Nope. True, more than a few cheesecake recipes call for at least a little flour or corn starch. The reason for this is twofold. First, to absorb moisture. I’ve mentioned that cream cheese is 45% fat. The other 55% is mostly water. Add in a fair amount of cream or sour cream (which also have quite a bit of water) and you can get a small amount of weeping. The starch helps bind this water up before it can collect and run out of the cake. This recipe has enough egg in it that weeping won’t be a problem. For a still more delicate cheesecake you can take out one of the eggs, though there will be a little puddling. Just dab it up with a paper towel.

But where was I? Oh, right: the second reason for starch. The second reason to add starch to a cheesecake is as an insurance policy against curdling or cracking. Mixed into a custard — and yes, cheesecake is a custard — starch molecules get between protein molecules and prevent them from bunching up (the action that creates curds, squeezes out moisture and causes separation). The trouble is that those same starch molecules result in a — surprise, surprise — starchy, slightly chalky taste and texture. For my money, the best insurance against cracking and curdling is a water bath.

For more on the science of custards check out this series of posts right here.

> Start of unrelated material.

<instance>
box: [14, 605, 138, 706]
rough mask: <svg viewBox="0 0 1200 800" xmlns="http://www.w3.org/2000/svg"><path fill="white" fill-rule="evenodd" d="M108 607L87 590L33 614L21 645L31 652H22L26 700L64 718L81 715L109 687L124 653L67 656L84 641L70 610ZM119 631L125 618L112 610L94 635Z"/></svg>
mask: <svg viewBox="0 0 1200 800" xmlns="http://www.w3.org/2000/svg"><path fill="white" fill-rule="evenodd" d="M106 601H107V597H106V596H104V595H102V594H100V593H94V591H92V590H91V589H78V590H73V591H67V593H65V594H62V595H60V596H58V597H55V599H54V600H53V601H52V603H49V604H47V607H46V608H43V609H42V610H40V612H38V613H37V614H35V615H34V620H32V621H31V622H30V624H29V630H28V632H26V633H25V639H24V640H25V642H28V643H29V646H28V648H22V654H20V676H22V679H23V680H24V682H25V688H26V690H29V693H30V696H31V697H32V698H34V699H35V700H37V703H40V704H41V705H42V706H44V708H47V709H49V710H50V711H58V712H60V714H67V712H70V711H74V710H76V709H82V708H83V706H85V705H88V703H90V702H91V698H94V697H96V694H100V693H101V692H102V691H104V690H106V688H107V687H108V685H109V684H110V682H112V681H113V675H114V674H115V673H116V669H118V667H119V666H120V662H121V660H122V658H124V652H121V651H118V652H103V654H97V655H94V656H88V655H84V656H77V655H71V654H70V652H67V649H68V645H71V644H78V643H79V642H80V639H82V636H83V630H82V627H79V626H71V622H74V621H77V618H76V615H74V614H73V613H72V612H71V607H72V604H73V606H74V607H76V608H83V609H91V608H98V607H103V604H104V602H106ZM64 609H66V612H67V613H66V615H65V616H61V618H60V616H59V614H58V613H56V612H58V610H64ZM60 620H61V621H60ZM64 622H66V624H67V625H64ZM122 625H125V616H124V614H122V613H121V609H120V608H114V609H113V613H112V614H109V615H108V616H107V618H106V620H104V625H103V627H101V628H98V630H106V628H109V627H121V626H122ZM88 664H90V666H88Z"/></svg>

2 thoughts on “What, no flour?”

  1. Rose Levy Beranbaum uses 3 eggs in her recipe. (Yours and hers are almost the same except for that.) She says if you don’t want any weeping at all, replace the 3 whole eggs with 6 yolks. That made me curious. How would the all-yolk cheesecake reduce puddling?

    1. Hey Catherine!

      The reason is because egg white proteins curdle at a lower temperature…about 140 degrees Fahrenheit normally. Added fat and sugar raise that temperature quite a bit, but white proteins are the ones that clump up first when a cheesecake gets overheated. When that happens they squeeze out water and, well, there you go. Removing them altogether eliminates a lot of that risk, though in my opinion it creates a too-dense cheesecake. But what do I know? If you try it please write back and let me know what you think!